Lange Jahre galt China als Jungbrunnen der Weltwirtschaft. Doch zeigen sich mittlerweile Risse in der schönen Wirtschaftsfassade. Der Immobilienmarkt hat seinen Zenit überschritten und das Schicksal des Aktienmarkts erinnert an unseren Neuen Markt. Diese negativen Vermögenseffekte über Immobilien und Aktien bedrohen die Konsum- und Investitionsfreude in China. Bereits jetzt steht beim chinesischen Wachstum - nach westlichen Maßstäben - schon längst nicht mehr die Sieben, sondern eher die Vier vor dem Komma. Auch Chinas Anrainerstaaten bekommen die Nachfrageschwäche zu spüren.
Die Eurozone ersäuft in billigem Geld. Und dennoch will die eurozonale Wirtschafts-Wüste einfach nicht grün werden. Kreditausleihungen an Haushalte und Unternehmen findet man in der Eurozone noch seltener als Gänseblümchen am Nordpol. Und die Inflation ist so wenig wach wie der Bär während seines Winterschlafs.
Früher war der Sommer an den Kapitalmärkten eher ruhig und gemütlich. Erst im September ging es an den Börsen wieder zur Sache. 2015 ist von dieser typischen Sommerlässigkeit nicht unbedingt auszugehen. Das gilt auch vor dem Hintergrund, dass Renten- und Aktienmärkte grundsätzlich hoch bewertet sind und unter normalen Umständen längst reif für eine ordentliche Konsolidierung wären. Es darf also eigentlich im anstehenden Sommer in punkto Marktbedingungen nichts anbrennen.

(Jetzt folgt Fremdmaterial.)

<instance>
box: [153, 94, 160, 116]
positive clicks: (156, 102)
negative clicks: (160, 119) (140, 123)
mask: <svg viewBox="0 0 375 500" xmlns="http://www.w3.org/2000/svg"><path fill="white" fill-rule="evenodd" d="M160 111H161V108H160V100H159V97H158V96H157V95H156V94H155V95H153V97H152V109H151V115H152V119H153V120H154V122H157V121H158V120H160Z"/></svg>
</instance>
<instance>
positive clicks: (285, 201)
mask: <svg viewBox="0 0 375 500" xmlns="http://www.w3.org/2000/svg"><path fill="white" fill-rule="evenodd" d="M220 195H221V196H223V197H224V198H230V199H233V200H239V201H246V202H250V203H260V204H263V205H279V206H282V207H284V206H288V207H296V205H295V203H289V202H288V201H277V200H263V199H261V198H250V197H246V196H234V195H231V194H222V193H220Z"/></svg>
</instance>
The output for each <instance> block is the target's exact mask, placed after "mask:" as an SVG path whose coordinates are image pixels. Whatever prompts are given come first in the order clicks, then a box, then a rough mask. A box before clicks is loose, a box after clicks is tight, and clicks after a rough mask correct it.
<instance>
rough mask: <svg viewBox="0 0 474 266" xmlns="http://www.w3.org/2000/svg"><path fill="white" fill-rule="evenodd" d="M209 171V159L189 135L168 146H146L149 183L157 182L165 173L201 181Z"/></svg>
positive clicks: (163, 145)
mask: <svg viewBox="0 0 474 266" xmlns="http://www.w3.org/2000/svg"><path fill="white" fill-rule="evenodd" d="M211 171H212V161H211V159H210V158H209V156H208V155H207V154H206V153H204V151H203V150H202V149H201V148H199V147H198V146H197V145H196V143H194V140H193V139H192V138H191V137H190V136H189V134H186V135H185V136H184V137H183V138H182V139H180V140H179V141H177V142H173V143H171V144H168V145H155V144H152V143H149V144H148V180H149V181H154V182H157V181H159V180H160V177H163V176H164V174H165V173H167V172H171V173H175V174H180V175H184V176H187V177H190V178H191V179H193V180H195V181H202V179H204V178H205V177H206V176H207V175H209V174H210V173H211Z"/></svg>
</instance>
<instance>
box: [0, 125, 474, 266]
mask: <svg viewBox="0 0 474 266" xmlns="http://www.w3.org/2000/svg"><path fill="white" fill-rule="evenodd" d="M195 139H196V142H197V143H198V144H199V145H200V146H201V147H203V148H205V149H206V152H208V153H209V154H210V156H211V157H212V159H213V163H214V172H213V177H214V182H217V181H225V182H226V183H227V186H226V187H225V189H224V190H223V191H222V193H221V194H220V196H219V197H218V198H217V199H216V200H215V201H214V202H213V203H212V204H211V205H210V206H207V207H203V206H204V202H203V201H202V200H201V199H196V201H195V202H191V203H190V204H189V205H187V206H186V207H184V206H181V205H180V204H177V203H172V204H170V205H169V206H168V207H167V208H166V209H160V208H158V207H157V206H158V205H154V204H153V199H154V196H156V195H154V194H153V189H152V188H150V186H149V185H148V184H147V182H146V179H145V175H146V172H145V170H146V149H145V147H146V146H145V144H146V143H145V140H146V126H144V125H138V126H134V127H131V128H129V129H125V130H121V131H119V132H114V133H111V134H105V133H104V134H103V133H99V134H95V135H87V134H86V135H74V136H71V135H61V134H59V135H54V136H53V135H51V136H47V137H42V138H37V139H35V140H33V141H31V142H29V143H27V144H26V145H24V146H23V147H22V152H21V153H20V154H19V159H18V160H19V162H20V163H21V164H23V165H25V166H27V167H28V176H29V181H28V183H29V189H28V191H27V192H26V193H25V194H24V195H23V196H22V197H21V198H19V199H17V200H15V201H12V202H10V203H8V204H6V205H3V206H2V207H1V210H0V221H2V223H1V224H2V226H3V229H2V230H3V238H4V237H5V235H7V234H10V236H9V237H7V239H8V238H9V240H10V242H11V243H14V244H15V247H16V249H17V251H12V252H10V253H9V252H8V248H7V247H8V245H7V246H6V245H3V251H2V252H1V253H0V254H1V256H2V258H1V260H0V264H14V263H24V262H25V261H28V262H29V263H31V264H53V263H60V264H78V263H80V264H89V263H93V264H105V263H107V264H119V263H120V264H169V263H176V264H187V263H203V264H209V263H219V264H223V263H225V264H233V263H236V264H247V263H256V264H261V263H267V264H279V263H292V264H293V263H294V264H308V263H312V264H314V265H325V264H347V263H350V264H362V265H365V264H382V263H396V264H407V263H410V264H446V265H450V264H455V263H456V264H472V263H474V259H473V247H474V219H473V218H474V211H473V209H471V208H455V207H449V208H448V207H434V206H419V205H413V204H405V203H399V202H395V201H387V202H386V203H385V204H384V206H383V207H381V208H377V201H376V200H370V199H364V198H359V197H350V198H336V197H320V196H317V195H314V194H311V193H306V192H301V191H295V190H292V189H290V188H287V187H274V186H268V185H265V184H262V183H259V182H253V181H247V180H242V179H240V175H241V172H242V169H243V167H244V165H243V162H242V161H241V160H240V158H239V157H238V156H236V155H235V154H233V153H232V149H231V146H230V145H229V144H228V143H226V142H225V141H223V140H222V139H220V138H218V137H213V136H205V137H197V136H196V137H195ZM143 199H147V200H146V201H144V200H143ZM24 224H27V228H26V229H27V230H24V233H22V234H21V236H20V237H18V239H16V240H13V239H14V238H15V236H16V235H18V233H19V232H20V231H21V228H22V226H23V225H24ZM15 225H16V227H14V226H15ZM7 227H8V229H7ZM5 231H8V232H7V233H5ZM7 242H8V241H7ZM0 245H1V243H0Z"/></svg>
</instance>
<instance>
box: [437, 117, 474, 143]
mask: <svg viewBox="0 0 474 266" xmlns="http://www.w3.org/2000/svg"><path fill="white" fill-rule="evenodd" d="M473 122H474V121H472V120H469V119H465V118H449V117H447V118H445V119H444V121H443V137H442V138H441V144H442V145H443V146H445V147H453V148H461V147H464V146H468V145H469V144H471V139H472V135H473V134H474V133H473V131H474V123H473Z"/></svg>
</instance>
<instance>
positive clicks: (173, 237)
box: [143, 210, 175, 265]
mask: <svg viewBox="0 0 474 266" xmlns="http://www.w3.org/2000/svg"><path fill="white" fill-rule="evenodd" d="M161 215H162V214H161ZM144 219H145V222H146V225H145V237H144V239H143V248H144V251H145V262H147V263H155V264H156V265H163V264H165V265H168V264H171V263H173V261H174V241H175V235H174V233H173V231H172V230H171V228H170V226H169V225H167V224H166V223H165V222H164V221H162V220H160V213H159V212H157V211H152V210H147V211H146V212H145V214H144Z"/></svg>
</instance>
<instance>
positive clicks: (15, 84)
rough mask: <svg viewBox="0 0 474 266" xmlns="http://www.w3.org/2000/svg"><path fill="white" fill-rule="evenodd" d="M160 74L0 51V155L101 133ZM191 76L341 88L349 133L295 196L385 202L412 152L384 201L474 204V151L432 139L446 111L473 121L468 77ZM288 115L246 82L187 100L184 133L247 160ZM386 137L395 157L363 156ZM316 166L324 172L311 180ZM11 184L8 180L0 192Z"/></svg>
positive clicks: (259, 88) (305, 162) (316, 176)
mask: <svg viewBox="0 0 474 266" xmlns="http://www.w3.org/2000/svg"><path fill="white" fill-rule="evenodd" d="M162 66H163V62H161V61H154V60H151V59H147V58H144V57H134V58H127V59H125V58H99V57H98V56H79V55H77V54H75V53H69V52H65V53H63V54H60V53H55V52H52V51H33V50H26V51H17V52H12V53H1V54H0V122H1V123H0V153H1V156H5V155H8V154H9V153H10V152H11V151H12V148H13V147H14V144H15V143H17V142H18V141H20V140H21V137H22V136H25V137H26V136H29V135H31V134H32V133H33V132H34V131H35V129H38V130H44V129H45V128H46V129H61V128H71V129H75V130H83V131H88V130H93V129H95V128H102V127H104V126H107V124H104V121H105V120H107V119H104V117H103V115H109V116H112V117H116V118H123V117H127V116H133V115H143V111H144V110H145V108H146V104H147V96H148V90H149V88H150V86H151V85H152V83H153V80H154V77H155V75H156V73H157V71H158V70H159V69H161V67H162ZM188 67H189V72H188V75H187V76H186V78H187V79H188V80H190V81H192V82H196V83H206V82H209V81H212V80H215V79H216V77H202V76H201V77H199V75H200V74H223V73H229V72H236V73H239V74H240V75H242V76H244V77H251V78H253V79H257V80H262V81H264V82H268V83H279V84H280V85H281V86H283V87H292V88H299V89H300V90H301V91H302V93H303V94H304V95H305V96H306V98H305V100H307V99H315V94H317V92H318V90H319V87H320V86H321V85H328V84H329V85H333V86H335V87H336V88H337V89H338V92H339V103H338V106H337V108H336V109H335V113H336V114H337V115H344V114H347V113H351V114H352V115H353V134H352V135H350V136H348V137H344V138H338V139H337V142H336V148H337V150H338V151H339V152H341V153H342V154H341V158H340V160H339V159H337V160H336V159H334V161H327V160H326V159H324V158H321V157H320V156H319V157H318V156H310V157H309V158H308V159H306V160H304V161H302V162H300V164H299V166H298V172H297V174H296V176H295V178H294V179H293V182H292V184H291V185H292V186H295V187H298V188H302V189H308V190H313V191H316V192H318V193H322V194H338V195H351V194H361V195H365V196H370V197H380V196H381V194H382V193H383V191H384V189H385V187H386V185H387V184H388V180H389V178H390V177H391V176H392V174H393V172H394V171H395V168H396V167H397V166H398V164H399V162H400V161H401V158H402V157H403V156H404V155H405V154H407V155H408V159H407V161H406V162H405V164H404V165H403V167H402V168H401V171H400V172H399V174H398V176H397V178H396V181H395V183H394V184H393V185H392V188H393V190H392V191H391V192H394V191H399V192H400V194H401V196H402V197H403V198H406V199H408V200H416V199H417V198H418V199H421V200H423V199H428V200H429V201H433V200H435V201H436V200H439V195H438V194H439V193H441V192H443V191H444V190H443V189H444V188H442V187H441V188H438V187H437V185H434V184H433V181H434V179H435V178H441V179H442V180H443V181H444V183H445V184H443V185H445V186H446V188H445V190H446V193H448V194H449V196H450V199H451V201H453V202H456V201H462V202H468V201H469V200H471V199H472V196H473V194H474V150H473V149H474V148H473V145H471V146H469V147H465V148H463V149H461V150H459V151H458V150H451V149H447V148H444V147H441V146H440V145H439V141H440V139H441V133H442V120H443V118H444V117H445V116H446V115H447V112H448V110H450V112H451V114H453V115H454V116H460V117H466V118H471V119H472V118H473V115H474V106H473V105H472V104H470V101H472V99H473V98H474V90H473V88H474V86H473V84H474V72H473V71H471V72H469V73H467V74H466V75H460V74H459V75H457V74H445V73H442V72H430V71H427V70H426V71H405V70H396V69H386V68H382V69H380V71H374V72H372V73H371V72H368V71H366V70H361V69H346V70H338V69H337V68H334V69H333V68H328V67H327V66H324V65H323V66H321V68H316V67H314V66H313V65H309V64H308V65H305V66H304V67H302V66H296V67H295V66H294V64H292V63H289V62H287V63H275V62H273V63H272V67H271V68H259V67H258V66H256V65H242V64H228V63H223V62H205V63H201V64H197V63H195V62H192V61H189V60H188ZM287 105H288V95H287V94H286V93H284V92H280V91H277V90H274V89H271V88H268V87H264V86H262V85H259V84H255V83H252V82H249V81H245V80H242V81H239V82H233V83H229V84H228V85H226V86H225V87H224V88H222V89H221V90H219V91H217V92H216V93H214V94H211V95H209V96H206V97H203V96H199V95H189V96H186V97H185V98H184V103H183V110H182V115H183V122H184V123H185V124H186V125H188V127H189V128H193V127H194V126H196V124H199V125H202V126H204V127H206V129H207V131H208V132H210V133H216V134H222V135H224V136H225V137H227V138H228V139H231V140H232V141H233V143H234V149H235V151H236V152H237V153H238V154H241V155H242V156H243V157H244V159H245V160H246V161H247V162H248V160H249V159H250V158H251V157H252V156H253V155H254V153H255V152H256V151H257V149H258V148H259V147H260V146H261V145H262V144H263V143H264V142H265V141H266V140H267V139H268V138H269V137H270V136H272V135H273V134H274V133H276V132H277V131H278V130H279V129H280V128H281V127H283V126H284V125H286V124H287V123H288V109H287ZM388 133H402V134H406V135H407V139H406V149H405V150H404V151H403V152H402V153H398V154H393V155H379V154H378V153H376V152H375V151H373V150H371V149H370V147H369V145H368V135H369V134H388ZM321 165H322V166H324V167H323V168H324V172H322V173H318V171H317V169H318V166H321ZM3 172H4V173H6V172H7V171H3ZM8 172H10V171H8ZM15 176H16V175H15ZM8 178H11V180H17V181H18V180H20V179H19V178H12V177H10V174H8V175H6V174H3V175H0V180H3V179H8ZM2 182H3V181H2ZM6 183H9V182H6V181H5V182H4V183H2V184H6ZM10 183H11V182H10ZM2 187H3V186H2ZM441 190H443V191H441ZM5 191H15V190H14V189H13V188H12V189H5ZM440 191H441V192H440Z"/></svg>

Risiken gibt es dennoch. Dabei meine ich noch nicht einmal den Konflikt des Westens mit Russland. Hier kann man nur hoffen, dass die Telefonverbindung von Merkel zu Väterchen Frost Putin nie einfriert.
Griechenland spielt zwar eine Rolle, aber keine Hauptrolle an den Finanzmärkten. Ein Grexit hat zwar das Potenzial, die Aktienmärkte kurzfristig zu irritieren. Für einen Crash fehlt es aber an Argumenten. Denn im Vergleich zur letzten Krise an den Finanzmärkten - der Pleite der Lehman-Bank mit anschließender Immobilienkrise - kommt der Grexit nicht als Übernacht-Schock, sondern wird als mögliches Ergebnis bereits seit langem diskutiert. Im Vergleich zu früheren Immobilieninvestments der Banken ist ihr heutiges Anlagevolumen in Griechenland begrenzt. Eine zweite Euro-Bankenkrise ist daher nicht zu befürchten. Und außerdem stehen heute Rettungsinstitutionen wie die Rettungsschirme und die EZB bereit, die Kollateralschäden eindämmen. Der Grexit liefert Kaufkurse, weil er die Europäische Stabilitätsidee und Wettbewerbsfähigkeit wiederbelebt.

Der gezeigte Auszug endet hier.